Mais de quoi parle-t-on ?

Il s’agit d’une politique d’intégration des préoccupations sociétales, environnementales et économiques, basée sur le volontariat, dans toutes les actions de l’entreprise. L’adoption d’une démarche R.S.E. promet plusieurs avantages :

– Une image proactive, moderne et engagée pour le bien commun ;
– Des salariés et partenaires fidèles et fiers d’intégrer l’entreprise ;
– Une meilleure performance économique avec des économies et de nouveaux clients.
Dans l’idéal, la R.S.E. semble être un des leviers parfait pour préparer l’après confinement et le monde d’après.

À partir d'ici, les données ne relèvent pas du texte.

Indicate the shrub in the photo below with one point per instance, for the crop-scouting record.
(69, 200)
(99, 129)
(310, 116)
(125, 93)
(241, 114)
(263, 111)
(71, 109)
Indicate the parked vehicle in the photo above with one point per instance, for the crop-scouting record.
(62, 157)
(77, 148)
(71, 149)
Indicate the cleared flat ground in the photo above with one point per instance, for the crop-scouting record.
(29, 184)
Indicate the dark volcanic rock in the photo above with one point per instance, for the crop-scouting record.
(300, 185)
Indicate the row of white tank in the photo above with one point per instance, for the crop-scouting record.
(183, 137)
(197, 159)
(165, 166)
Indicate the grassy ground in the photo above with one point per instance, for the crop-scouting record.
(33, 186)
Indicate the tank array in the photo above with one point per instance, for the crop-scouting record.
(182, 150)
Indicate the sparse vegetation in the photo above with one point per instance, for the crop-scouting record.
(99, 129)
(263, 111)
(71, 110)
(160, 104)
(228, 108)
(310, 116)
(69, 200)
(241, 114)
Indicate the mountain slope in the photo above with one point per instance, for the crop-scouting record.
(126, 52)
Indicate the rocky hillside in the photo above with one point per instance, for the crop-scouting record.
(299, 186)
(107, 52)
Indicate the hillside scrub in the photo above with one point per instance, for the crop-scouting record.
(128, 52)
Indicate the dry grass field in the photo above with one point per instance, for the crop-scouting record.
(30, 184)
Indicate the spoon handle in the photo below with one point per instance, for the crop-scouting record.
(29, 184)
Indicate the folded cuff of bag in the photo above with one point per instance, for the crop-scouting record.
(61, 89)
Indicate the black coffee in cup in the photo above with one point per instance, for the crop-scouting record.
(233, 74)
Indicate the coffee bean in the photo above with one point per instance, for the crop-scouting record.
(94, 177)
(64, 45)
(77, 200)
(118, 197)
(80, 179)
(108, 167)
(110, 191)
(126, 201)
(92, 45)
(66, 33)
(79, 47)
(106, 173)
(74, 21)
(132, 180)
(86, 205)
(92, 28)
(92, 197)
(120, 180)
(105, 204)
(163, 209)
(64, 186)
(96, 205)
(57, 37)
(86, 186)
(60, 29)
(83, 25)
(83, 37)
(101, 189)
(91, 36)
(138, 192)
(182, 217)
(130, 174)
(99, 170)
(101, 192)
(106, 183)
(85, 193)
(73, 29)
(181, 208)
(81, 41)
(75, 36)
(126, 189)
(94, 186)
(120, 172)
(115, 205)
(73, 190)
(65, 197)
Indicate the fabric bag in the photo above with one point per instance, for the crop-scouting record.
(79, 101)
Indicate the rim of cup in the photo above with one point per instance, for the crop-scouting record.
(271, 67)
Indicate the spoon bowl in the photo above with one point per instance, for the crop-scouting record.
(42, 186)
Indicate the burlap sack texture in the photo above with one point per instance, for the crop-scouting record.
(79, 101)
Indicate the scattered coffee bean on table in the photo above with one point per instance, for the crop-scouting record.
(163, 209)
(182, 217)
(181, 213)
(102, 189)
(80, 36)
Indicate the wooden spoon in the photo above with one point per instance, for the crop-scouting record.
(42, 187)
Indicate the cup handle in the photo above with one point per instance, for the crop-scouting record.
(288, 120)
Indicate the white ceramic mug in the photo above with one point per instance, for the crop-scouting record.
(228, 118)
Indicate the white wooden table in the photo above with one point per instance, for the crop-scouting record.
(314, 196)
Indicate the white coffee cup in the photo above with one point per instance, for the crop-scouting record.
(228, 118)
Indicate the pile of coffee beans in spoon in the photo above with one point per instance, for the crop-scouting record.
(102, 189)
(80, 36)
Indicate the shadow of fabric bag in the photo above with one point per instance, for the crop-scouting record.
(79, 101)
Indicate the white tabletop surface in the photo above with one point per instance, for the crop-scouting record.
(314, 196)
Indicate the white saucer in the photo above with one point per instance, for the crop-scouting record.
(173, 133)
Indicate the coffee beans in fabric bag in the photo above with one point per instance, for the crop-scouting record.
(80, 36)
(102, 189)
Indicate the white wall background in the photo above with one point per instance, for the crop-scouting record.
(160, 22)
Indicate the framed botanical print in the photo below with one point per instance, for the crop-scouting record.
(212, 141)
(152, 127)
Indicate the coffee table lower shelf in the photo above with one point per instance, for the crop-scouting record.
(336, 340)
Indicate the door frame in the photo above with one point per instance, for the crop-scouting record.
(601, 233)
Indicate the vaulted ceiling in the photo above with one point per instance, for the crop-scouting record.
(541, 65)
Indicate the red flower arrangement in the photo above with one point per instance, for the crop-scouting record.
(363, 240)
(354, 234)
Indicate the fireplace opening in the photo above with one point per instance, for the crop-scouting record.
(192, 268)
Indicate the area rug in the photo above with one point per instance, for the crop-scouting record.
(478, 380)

Mais quand est-il en réalité ?

D’après une étude Deloitte 2018 sur Tendances R.H., 70 % des entreprises rêveraient de développer une démarche R.S.E. et 30 % seulement auraient oseraient franchir le pas. L’étude indique, par ailleurs, que si 88 % des sociétés misent sur le bien-être de leurs salariés, ces derniers préfèreraient une plus grande implication dans les domaines de l’environnement. 20 % des sociétés seulement estiment que ce sujet a un intérêt stratégique… En novembre 2017, le baromètre R.S.E. Ekodev indique que seulement 15 % du personnel se sent impliquer dans la stratégie R.S.E. de leur entreprise et qu’il serait 70 % à vouloir être concerné davantage. Pré-confinement, ce n’était pas encore gagné.

Et d’après un sondage bien plus récent pour BVA (janvier 2020) :
– 6 français sur 10 ignorent toujours ce qu’est la R.S.E. ;
– 78 % des français affirment qu’un engagement concret de la part des entreprises, avec des preuves formelles, contribueraient à rendre leur démarches crédibles ;

And… the last but not the least:

61 % des français pensent que c’est aux entreprises et à l’état de développer un engagement R.S.E. (72% dans la région PACA et… en Corse) Nous n’avons plus qu’à attendre un sondage « post-confinement » pour mesurer la prise de conscience des sociétés et leur engagement dans la création de « l’entreprise de demain », plus verte et plus sociétale.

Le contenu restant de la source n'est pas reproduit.